Les limites actuelles de la coloscopie virtuelle sont celles d’une préparation colique insuffisante. Un défaut d’insufflation et de distension colique limite également l’évaluation endoluminale virtuelle.

La tolérance clinique est généralement bonne, supérieure à la coloscopie, mais l’irradiation (voisine d’un lavement baryté en double contraste) est un facteur à intégrer, surtout dans une perspective de dépistage chez des sujets jeunes.

Le temps médecin nécessaire pour effectuer l’endoscopie virtuelle avec quatre études successives coliques complètes, à savoir déplacement antérograde et rétrograde, en incidences de décubitus et de procubitus sur la console de travail, est un facteur limitant important.

Place et avenir :

Par ses qualités, la coloscopie virtuelle peut être envisagée comme une méthode de dépistage des polypes coliques.

La coloscopie serait alors réservée aux patients suspects de polypes à la coloscopie virtuelle.

Il est difficile actuellement, avec le nombre de scanners disponibles, d’envisager de remplacer toutes les coloscopies de dépistage par une coloscopie virtuelle.

Néanmoins, les résultats des études comparatives actuelles permettent d’envisager cette hypothèse, surtout si les développements informatiques raccourcissent les temps de traitement et permettent le développement d’une endoscopie virtuelle automatique, avec peut être également une détection automatique des polypes par système expert.

En dehors du dépistage des polypes, où les États-Unis semblent largement impliqués, les autres applications de la coloscopie virtuelle que l’on peut envisager sont les échecs et les insuffisances de l’endoscopie par anomalie anatomique ou lésionnelle.

Les lésions sténosantes rendent plus difficile la vacuité colique d’amont ; néanmoins, dans 75 % des cas, une étude endoscopique virtuelle d’amont est possible.

La coloscopie virtuelle peut également être envisagée en complément de l’endoscopie en cas de lésion endoluminale décelée à la coloscopie, mais dont l’étiologie exacte reste indéterminée : lésion muqueuse, sous-muqueuse vasculaire ou pariétale ?

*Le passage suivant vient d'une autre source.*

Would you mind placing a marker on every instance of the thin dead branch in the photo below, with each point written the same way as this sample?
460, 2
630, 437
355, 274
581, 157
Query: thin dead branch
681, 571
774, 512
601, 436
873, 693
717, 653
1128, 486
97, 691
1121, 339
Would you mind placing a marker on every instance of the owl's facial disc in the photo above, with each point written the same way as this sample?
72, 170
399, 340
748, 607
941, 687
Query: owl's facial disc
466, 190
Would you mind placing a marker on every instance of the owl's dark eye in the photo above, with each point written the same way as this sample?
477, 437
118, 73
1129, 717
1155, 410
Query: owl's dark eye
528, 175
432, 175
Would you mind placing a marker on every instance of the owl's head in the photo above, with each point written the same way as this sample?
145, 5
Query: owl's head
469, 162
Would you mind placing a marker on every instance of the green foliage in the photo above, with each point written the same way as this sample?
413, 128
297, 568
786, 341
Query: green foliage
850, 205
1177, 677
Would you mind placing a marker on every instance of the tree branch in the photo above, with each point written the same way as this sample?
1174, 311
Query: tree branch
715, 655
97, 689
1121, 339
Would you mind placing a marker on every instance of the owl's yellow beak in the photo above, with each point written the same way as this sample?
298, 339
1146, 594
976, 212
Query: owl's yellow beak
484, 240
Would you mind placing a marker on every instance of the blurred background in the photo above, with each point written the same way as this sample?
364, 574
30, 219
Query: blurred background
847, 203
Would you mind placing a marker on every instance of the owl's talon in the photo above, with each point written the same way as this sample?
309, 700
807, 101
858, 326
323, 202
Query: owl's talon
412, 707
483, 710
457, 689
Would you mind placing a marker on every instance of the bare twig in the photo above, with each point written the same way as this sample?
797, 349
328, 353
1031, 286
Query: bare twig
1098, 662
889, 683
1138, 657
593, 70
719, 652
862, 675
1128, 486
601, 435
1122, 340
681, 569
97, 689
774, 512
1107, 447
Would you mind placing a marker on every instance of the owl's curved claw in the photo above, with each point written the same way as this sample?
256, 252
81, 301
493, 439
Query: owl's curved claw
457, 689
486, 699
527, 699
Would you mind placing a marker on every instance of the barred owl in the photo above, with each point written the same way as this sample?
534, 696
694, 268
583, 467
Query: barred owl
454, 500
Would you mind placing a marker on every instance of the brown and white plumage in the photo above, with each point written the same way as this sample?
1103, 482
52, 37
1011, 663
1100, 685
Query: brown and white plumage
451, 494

L’analyse complète de la paroi colique peut faciliter le diagnostic.

Il est ainsi possible d’apprécier les lésions péricoliques comme les abcès et les fistules.

Contrairement à la bronchoscopie où le franchissement virtuel de la paroi bronchique permet de placer l’endoscope virtuel dans un environnement aérique identique, le franchissement de la paroi colique ne permet pas une véritable étude endoscopique de l’espace péricolique.

La coloscopie virtuelle, ou plutôt l’étude scanographique du côlon, peut également être envisagée chez les personnes âgées peu valides où la coloscopie ou le lavement opaque sont difficiles à réaliser.

Dans cette situation, les images 2D sont alors essentielles.

Enfin, dans une optique futuriste, il est possible d’envisager que la coloscopie virtuelle devienne le mode de formation des endoscopies et peut-être même qu’elle permette le téléguidage automatique de la coloscopie réelle pour la résection des polypes.

Conclusion :

La coloscopie virtuelle reste une technique en période d’évaluation. Les premières études, notamment américaines, confirment les espoirs investis dans cette technique pour le dépistage des polypes, mais des séries plus importantes restent nécessaires.

En dehors de cette importante contribution en cancérologie, la coloscopie virtuelle permet déjà, de manière ponctuelle, d’améliorer la qualité de l’étude standard du côlon au scanner.